Configuration Parameters#

  • remote_url: S3 bucket URL (s3://bucket-name)

  • save_unfull_chunk: Save partial chunks (default: False, must be False for S3)

  • enable_async_loading: Async loading (default: False)

  • blocking_timeout_secs: Timeout seconds (default: 10)

S3-Specific (in extra_config)#

  • s3_region: AWS region for S3 client (required)

  • s3_num_io_threads: Number of IO threads for the AWS CRT client to spawn. Benefits taper out after exceeding the number of CPU cores. This is also a way to restrict the number of outgoing requests in case your S3-compatible object store has a rate-limiting gateway.

  • s3_prefer_http2: Enable HTTP/2 with ALPN negotiation ([“h2”, “http/1.1”])

  • s3_enable_s3express: Enable S3 Express One Zone support in AWS CRT client

  • save_chunk_meta: Whether to save chunk metadata in the object store along with your data (False required for S3)

  • aws_access_key_id: AWS access key ID (or log in with aws configure in your environment)

  • aws_secret_access_key: AWS secret access key (or log in with aws configure in your environment)

Tips::

- Use same region for compute and S3
  • Consider S3 Express One Zone for less redundancy but better performance

MP Mode Configuration#

In multi-process (MP) mode, S3 is configured as an L2 adapter via a JSON spec passed to the LMCache server, rather than through remote_url + extra_config. Each --l2-adapter argument takes a JSON object whose "type": "s3" field selects the S3 adapter.

{
  "type": "s3",
  "s3_endpoint": "s3://my-bucket",
  "s3_region": "us-east-1",
  "s3_num_io_threads": 64,
  "s3_prefer_http2": true,
  "s3_enable_s3express": false,
  "disable_tls": false,
  "max_capacity_gb": 500,
  "eviction": {
    "eviction_policy": "LRU",
    "trigger_watermark": 0.85,
    "eviction_ratio": 0.2
  }
}

S3 L2 Adapter Fields#

  • type (required): must be "s3".

  • s3_endpoint (required): bucket URL. Accepts either s3://bucket or the bare host form (e.g. bucket.s3.us-east-1.amazonaws.com).

  • s3_region (required): AWS region for the S3 client.

  • s3_num_io_threads: number of CRT IO threads (default 64).

  • s3_prefer_http2: attempt HTTP/2 via ALPN negotiation (default true).

  • s3_enable_s3express: enable S3 Express One Zone signing (default false).

  • disable_tls: bypass TLS, for non-AWS HTTP endpoints (default false).

  • aws_access_key_id, aws_secret_access_key: optional static credentials.
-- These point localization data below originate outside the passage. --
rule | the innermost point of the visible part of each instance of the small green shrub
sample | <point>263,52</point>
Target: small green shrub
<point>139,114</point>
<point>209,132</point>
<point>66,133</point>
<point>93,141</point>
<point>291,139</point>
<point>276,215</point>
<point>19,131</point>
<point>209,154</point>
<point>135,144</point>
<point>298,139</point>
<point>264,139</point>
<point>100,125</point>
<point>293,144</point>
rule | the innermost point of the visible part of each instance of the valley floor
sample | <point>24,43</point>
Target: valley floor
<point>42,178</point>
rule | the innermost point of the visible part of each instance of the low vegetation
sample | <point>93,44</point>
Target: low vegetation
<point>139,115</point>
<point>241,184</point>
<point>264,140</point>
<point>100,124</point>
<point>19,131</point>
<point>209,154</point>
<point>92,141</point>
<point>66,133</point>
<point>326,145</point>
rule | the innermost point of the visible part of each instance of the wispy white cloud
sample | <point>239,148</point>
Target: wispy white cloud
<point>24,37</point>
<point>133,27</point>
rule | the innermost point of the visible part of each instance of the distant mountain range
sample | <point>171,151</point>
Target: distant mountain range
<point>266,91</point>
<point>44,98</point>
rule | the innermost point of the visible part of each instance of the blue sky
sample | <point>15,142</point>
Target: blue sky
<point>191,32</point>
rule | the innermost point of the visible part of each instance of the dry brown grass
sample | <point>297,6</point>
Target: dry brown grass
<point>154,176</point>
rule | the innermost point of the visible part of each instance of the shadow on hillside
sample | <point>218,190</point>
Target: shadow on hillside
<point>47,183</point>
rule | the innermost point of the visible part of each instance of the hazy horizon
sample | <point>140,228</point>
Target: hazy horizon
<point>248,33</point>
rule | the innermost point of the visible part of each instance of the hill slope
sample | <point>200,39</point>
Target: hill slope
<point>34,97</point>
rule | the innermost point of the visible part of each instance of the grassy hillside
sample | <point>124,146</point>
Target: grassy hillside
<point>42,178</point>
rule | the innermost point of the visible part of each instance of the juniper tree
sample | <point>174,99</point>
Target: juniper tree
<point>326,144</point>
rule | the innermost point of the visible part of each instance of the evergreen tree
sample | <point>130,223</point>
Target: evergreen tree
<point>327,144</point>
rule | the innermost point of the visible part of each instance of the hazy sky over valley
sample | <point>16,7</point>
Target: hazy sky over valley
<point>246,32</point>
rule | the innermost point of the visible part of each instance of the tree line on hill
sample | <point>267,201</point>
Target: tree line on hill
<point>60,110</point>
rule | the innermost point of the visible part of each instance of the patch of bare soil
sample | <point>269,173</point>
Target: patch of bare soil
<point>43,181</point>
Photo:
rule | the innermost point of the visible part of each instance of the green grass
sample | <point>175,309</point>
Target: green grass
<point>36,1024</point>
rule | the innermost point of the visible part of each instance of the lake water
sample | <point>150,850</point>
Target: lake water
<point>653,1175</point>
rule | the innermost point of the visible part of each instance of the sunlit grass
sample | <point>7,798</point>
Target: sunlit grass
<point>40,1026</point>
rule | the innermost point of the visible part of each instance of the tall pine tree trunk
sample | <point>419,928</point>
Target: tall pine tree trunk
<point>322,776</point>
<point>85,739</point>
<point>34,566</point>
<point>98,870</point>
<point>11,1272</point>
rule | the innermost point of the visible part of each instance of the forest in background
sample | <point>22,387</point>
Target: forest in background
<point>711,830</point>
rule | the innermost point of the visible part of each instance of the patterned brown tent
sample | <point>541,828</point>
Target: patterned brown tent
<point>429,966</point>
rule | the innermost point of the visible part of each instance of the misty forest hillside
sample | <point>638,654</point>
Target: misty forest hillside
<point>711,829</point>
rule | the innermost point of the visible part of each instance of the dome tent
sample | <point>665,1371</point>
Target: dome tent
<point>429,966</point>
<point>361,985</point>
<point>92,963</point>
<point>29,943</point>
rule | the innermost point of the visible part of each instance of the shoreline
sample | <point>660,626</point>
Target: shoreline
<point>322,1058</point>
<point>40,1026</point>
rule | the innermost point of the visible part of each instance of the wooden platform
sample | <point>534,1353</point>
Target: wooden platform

When omitted the adapter uses the AWS default credentials chain (aws configure, environment variables, IRSA, etc.).

  • max_capacity_gb: capacity used by get_usage() for watermark-based L2 eviction. Set to 0 (default) to disable usage tracking — get_usage() then returns (-1.0, -1.0) and no automatic eviction is triggered.

  • eviction: optional sub-dict enabling the L2 eviction controller for this adapter. See L2AdapterConfigBase _parse_eviction_config for the full schema. When present, keys that are currently being loaded (reference-counted by the lookup-and-lock path) are skipped by delete().

Differences vs Non-MP S3#

  • The MP adapter honors first-class eviction: it implements delete() (real S3 DeleteObject), refcounted submit_unlock, and get_usage() driven by max_capacity_gb.

  • Keys are identified by ObjectKey (model_name + kv_rank + chunk_hash) rather than CacheEngineKey. The wire-format object name is <model>@<kv_rank_hex>@<chunk_hash_hex>, which is not compatible with the non-MP naming. A bucket populated by non-MP LMCache cannot be read directly by MP LMCache and vice versa.

  • Unfull chunks are rejected (same constraint as non-MP).